Previously, we parsed them into a Reloc struct when reading the input,
but that's unnecessary. Handling them at output time is closer to what
lld-ELF is doing, and should make future parallelization work easier.
Depends on D79114.
int3 on Apr 29 2020, 9:53 PM.Authored by
Hmm. I thought part of the reason the original prototype parsed them early was to handle subsections via symbols (where you may need to adjust relocations based on subsection splitting). Do you have a sense of how this would play with that?
If I understand our current setup, we're parsing the relocations early but only resolving them (as in writing out their target) at the end, so that end part should still represent opportunities for parallelism, I think. (We should also figure out exactly what it is that COFF and ELF parallelize, and check if our design can handle parallelizing those as well.)
I'm still a bit hazy on how subsections and their relocations will end up looking like, but I don't see why we might need to adjust relocations at load time instead of at output time. From what I understand, we basically need to figure out which subsection a given relocation's address points into. Presumably subsections will keep track of their original address ranges in the input file, so we can do the relocation -> subsection mapping at output time too. Well, I should probably have a look at how ld64 handles subsections...
I *think* what ld64 does is to translate the raw relocation structures into "fixups" that target specific atoms / subsections. But it's still not clear to me that we can't do the relocation -> subsection mapping at output time. Moreover, given the current state of the implementation, I don't think having a separate Reloc struct is super useful -- all we're really doing is doing a 1:1 copy of various field values, plus the symbol/section resolution, and the latter can definitely be done at output time.

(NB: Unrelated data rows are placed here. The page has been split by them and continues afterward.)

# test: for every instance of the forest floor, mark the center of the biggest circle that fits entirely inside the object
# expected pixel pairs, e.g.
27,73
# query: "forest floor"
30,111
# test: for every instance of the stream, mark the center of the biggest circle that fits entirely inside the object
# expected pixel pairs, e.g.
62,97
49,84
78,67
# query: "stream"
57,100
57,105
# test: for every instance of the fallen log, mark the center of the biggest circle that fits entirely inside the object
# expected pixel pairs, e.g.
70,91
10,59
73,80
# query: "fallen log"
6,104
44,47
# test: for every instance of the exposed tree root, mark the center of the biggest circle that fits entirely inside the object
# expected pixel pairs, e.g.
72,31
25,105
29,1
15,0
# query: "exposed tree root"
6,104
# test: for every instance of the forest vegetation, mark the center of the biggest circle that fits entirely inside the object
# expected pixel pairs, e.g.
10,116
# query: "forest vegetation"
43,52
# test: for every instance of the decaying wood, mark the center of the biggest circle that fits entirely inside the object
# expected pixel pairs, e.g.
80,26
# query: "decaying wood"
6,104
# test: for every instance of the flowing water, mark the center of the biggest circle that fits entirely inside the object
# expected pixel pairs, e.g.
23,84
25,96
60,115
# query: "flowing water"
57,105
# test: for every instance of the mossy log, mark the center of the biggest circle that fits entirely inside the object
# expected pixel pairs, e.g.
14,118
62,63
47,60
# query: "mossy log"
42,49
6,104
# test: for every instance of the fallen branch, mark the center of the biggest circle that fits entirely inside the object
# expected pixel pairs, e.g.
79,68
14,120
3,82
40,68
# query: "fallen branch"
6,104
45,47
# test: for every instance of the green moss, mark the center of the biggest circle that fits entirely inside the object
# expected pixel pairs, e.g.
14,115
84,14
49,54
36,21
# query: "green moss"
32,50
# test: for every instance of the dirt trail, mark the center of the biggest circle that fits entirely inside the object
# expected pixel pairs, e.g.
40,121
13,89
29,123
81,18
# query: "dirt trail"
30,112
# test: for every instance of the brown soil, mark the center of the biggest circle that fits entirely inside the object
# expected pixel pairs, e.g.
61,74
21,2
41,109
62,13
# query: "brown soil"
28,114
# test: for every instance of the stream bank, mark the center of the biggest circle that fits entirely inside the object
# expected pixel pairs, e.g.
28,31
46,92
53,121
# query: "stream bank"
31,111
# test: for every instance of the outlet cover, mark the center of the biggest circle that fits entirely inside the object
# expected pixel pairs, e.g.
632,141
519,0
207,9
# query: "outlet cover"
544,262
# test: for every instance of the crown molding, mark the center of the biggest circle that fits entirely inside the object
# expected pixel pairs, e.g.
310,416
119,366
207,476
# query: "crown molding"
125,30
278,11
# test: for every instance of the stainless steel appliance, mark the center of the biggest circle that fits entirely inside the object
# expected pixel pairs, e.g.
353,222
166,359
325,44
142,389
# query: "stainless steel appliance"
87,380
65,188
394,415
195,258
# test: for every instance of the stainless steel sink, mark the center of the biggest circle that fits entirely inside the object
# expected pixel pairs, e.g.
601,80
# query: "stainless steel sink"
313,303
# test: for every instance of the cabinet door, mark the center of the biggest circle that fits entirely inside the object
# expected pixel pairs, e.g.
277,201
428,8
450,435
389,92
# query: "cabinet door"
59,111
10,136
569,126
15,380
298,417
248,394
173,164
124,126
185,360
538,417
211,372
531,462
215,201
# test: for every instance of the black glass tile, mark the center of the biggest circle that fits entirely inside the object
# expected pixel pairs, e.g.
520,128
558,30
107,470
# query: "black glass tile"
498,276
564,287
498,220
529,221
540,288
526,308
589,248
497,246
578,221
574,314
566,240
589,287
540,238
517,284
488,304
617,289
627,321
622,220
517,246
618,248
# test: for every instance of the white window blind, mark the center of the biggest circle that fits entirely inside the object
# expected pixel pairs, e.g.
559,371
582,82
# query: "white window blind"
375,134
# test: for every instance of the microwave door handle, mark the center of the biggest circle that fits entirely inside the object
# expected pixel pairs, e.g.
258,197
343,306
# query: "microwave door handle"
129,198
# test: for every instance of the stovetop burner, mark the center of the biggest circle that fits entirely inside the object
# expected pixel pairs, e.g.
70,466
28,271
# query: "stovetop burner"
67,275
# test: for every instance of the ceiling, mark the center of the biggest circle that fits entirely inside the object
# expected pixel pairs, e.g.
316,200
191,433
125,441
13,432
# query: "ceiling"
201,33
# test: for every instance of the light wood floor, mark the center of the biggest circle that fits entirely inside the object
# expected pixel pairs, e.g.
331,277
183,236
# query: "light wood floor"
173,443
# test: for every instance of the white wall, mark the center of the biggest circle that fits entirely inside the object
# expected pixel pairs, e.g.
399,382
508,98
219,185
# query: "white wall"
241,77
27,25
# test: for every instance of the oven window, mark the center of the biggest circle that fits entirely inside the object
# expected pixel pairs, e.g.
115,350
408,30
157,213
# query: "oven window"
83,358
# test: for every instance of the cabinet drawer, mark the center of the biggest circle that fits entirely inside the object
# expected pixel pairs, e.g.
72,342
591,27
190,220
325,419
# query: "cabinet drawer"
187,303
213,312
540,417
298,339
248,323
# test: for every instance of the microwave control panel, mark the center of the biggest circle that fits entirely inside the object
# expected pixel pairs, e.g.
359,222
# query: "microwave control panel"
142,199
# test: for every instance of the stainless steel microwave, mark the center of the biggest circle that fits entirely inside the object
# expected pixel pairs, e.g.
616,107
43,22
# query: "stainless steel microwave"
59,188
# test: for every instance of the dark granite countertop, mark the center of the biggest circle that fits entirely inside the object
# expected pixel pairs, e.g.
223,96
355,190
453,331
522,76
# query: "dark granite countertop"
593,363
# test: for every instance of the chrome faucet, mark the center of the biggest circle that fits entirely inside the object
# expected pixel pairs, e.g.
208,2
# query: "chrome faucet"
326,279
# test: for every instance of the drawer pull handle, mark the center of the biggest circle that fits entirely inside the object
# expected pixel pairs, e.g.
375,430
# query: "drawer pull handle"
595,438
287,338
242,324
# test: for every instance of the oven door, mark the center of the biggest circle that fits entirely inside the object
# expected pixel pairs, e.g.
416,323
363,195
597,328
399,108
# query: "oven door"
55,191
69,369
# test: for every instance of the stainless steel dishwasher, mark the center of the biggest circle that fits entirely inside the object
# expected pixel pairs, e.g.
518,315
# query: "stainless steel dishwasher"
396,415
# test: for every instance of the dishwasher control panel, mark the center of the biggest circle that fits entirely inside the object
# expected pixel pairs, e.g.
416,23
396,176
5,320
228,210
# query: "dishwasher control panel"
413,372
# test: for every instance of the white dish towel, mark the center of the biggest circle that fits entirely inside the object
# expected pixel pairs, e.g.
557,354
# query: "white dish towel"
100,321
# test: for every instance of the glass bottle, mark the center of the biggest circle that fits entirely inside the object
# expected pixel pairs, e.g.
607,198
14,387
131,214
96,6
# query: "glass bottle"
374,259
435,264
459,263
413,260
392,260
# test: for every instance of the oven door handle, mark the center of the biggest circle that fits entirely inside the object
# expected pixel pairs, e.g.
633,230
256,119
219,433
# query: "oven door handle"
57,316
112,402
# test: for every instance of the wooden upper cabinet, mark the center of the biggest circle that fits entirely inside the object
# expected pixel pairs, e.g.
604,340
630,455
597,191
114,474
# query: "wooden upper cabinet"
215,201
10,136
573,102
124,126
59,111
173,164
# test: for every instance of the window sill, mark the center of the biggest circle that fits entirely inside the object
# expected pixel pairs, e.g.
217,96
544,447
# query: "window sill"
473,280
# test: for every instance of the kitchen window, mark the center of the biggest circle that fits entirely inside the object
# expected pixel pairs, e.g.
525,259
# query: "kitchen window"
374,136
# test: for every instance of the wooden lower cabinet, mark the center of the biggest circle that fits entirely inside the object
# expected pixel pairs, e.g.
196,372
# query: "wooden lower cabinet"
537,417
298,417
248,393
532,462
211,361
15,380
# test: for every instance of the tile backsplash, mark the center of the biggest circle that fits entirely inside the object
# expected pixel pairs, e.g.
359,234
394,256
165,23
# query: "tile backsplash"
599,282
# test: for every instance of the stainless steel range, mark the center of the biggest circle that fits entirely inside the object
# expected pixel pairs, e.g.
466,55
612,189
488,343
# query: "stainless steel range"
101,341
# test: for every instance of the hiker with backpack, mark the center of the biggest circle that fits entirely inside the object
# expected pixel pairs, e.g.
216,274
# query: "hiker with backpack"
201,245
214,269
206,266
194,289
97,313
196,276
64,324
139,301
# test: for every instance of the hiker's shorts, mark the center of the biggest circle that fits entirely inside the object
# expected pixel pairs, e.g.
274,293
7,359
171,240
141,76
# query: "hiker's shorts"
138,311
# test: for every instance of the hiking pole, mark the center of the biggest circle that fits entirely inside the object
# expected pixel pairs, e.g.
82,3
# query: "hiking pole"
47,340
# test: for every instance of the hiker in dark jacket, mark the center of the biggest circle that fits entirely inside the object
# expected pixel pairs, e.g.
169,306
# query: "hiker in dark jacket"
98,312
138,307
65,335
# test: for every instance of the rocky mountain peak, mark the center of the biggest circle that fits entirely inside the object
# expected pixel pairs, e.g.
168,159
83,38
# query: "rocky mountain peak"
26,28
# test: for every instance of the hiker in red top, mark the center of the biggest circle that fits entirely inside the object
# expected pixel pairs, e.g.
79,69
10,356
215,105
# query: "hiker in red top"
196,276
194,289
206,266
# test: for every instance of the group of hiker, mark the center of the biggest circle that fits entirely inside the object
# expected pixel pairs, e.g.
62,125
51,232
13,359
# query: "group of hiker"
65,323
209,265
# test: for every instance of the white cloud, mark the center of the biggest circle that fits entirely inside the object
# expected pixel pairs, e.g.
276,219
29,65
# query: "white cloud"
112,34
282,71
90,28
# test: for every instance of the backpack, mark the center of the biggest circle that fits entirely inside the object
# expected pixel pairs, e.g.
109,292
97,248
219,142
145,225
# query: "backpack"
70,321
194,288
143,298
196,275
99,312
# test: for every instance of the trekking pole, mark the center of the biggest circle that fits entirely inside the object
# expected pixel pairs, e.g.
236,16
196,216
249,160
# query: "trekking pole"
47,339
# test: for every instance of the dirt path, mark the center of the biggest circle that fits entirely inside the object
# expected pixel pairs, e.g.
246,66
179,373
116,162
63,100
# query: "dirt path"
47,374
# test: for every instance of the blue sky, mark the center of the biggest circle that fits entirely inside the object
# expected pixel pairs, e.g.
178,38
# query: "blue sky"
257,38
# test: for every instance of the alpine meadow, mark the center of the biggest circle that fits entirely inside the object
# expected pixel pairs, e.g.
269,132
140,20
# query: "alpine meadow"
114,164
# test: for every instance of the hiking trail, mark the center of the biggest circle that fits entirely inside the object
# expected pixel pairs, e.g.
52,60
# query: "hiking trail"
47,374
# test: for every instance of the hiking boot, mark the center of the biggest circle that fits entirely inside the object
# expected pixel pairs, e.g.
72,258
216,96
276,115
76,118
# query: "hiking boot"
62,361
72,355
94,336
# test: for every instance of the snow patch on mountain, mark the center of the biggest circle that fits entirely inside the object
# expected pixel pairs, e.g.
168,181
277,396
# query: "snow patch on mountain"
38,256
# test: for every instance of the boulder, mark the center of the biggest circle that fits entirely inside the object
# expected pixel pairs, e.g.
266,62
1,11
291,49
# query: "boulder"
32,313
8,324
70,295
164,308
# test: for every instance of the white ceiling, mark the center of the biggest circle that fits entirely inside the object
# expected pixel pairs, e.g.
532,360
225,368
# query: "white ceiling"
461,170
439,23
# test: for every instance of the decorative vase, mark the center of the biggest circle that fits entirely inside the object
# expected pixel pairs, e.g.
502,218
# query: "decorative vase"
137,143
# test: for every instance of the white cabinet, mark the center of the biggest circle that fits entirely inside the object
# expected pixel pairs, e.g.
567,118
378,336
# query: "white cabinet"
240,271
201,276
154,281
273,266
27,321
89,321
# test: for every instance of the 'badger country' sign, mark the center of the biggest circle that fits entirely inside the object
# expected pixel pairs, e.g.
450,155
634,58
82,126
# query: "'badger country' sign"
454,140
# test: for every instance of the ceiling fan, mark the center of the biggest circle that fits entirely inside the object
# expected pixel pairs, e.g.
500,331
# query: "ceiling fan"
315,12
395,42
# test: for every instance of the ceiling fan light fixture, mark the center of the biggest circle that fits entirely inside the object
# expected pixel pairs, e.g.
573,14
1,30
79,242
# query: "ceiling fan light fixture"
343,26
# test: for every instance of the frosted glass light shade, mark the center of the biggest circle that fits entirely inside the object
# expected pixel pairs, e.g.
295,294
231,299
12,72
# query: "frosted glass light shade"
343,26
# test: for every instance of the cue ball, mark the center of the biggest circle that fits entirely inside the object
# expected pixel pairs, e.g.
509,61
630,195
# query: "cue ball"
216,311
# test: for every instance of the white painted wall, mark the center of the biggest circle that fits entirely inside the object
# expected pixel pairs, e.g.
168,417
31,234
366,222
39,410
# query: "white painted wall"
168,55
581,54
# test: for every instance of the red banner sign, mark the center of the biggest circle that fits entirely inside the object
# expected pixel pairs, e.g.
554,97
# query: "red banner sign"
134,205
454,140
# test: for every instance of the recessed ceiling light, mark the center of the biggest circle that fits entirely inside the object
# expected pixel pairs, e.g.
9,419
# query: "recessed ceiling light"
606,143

The architecture may need to be different here IMHO because of subsections. Don't forget that you need to map relocations onto subsections in order to implement gc-sections, and depending on the number of subsections you have per section, that could get expensive without an intermediate data structure. On top of that you'd still need the O(M log N) at output time. To me it seemed better to pay the O(M log N) up front once and avoid the cost at gc-sections time.